This program acts as a proxy database, in which, any one table can be spoofed, allowing developers the ability to work without conflicting with other developers or testers.
Note
The main
branch uses a third-party library for the mysql protocol and is minimally functional, meaning it breaks in some scenarios. Because of this, I am implementing the mysql protocol on branch crashing-on-update-bug
, to resolve these issues. Follow PR #2 to keep informed.
Have you ever been in development and the needed data is in the test environment, but working with it is almost impossible because application gates are always being opened and closed? With this program, just spoof the application gate table and connect to the proxy. You can easily modify the application gates without affecting the real gates in the test environment.

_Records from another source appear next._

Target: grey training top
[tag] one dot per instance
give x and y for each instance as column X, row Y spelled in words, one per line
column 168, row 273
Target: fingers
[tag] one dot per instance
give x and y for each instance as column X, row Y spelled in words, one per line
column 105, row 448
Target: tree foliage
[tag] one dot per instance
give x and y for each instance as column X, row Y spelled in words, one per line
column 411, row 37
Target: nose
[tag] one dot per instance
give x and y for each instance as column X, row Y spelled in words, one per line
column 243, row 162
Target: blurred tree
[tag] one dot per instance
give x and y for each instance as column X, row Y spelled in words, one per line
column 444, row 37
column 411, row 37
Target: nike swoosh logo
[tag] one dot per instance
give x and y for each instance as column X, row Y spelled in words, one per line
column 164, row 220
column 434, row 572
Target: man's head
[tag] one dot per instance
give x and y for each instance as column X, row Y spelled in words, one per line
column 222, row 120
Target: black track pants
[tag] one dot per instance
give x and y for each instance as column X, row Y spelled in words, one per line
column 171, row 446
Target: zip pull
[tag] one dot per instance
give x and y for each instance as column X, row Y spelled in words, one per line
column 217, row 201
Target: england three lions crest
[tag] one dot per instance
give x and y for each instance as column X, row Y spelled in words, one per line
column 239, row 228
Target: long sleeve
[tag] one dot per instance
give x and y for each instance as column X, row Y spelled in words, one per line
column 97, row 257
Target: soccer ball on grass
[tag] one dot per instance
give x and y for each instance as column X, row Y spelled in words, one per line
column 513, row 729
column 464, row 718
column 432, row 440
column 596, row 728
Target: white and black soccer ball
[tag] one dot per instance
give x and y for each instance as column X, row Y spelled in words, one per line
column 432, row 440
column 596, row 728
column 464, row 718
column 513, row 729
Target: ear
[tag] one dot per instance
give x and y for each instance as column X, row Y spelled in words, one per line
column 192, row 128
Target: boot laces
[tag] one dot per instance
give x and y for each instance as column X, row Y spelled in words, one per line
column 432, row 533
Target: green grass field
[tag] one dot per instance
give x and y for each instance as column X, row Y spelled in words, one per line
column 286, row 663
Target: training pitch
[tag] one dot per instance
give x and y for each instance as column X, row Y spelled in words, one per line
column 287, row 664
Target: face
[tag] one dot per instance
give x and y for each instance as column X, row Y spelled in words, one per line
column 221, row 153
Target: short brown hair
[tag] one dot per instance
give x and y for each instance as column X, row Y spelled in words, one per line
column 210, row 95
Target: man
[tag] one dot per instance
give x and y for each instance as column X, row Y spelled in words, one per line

To begin, you must have Go and Docker installed. In case you are on mac, docker won't work by itself, unless you install docker desktop. If you're like me and PREFER CLIs, then install, colima
which is a container runtime, and can serve as a "docker daemon".
First set these environment variables, in the terminal that will be running the proxy in, for connecting to your desired remote database
export DB_HOST=""
export DB_USER=""
export DB_PASS=""
export DB_NAME=""
Then you'll need to build the docker image and then start a container:
docker build -t imposter-img .
docker run -d --name imposter-cont -p 3306:3306 imposter-img
Then run:
go build
Continue by selecting the schema and table to be spoofed. After this, the proxy will begin running. The idea is that you connect your DBMS and your locally running APIs to this proxy, so that you can modify the locally spoofed table, without changing configurations that impact others, and such that others cannot impact you.
Finally, the proxy is running! Now we want it to do some tom-foolery. We can connect to it using the following credentials:
host - 127.0.0.1
port - 3307
username - root
password - "" (empty string)
For instance, you can enter these into a DBMS to view the spoofed database or you can use them when establishing a database connection programmatically , so this might look like:
host: '127.0.0.1',
user: 'root',
password: '',
database: 'my_db', // your actual db name
port: 3307,
Caution
This currently not compatible with Sequelize. I've found the best experience to be when using a raw driver/connector without an ORM. If you find an issue, file it!
I have begun writing my own codec on another brsnch.